1. Some people are against designating anything as a hate crime, which is fine, none of that really concerns me. But I realized why hate crimes are so scary, it took me a while because my empathy levels were so far behind, but it all of a sudden clicked, that when you hear of someone getting the shit knocked out of them as their attacker(s) yells faggot or homo, it's like standing on the street, watching a stranger get beat up as the attacker shouts your name at them over and over.

2. Raising a child must be like having a remote control robot, and the batteries on your remote are almost always giving out.

8.1.09

Renfrow and Worfner

I learned of bilocation from Pynchon's Against the Day. There were two professors who were actually the same person, only he was so divided, so conflicted, so much his own perfect opposite that he split apart into these halves, each forever competing against the other. I think many of us can relate.

But this says more, brings in time, youth, and the ever-growing checklist each keeps of his or her own failings and windfalls. I began to think about this in terms of myself, or perhaps myselves, and began to question just how many people I am. I'm not a religious person, which isn't saying I'm agnostic or athiest because I'm not either of those (even if it could be argued that I am by default). I simply don't care. But I began to consider bilocation as a religious vocation. Explanation is necessary.

Religion's largest power, in my view, is its command of death. Death is scary, but only if you don't think about it. If you do think about it, it's not so bad, and most dead people I know seem to be grateful for the rest. But religions console us with the idea of a final location, the ultimate home, Shambala, Shangri-Laa, heaven, countless virgins, reincarnation, seven levels of hell, the Brahman universe, nothingness/ultimate consciousness, it goes on and on, the afterlife is bustling, people. And you thought you were tired now. If you are extremely devout, I would argue that living is your break and death is clocking in. You know in heaven you never get to quit singing, right? Quite a lot of construction, too. But enough, the point is that religion offers a permanent HOME. Your very own home, where everything is great, perfect, and above all else, you are no longer conflicted. All questions answered, debts settled, bets off.
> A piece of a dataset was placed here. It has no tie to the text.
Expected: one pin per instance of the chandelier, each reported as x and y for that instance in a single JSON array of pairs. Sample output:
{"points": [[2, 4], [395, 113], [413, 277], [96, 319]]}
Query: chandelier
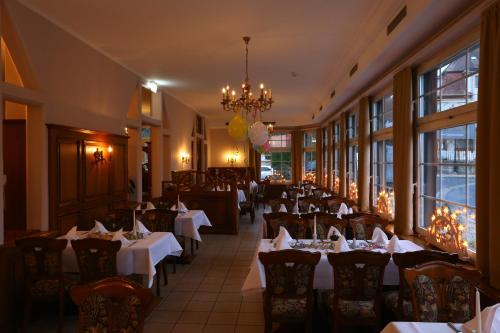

But wait a minute, it's death that does all that, not the afterlife. Death settles everything, at least for the lucky corpse. So we're just hoping (praying?) that death is somehow better than life, and specifically, we want to be alive again but with all of the comforts of death. This is where bilocation comes in.

I had started to notice that I was quite different at work than I was at home. I realized that somehow, on the 15 minute drive between each place, I would adopt an entirely different set of priorities and goals, separate mannerisms and vocabularies, and not just between work and home, but between home here and the place where I was born, between different sets of friends, certain restaurants, etc. until I finally asked, "Who are all these people?" So I started writing letters to myself from all of these different places to see which Chad had the answers, which one knew the most about me/himself/selves, and, this is the most important part, if any of them knew where the location was that I was one person, where was heaven. Was it at work? At home? In my room? At one point I thought it might be inside my computer, that seemed to be where all the action was taking place, but I got a reply back confirming I was merely writing letters to myself, although some were quite encouraging. And I started seeing this as something quasi-religious, a wandering ascetic sort of thing, and it seemed a much more viable alternative to bathing in the blood of a lamb, most anything does.

So where is the Original Location? When did I split? When will I be back together again? Is the answer in life or in death? And what about the parts of me that have died along the way? Did they find comfort in their death? Did I? Can they be revived to tell me, can they speak through photographs, should I have kept better records? The one glimmer I'm seeing in all this is that if each of me tithes I could buy a boat.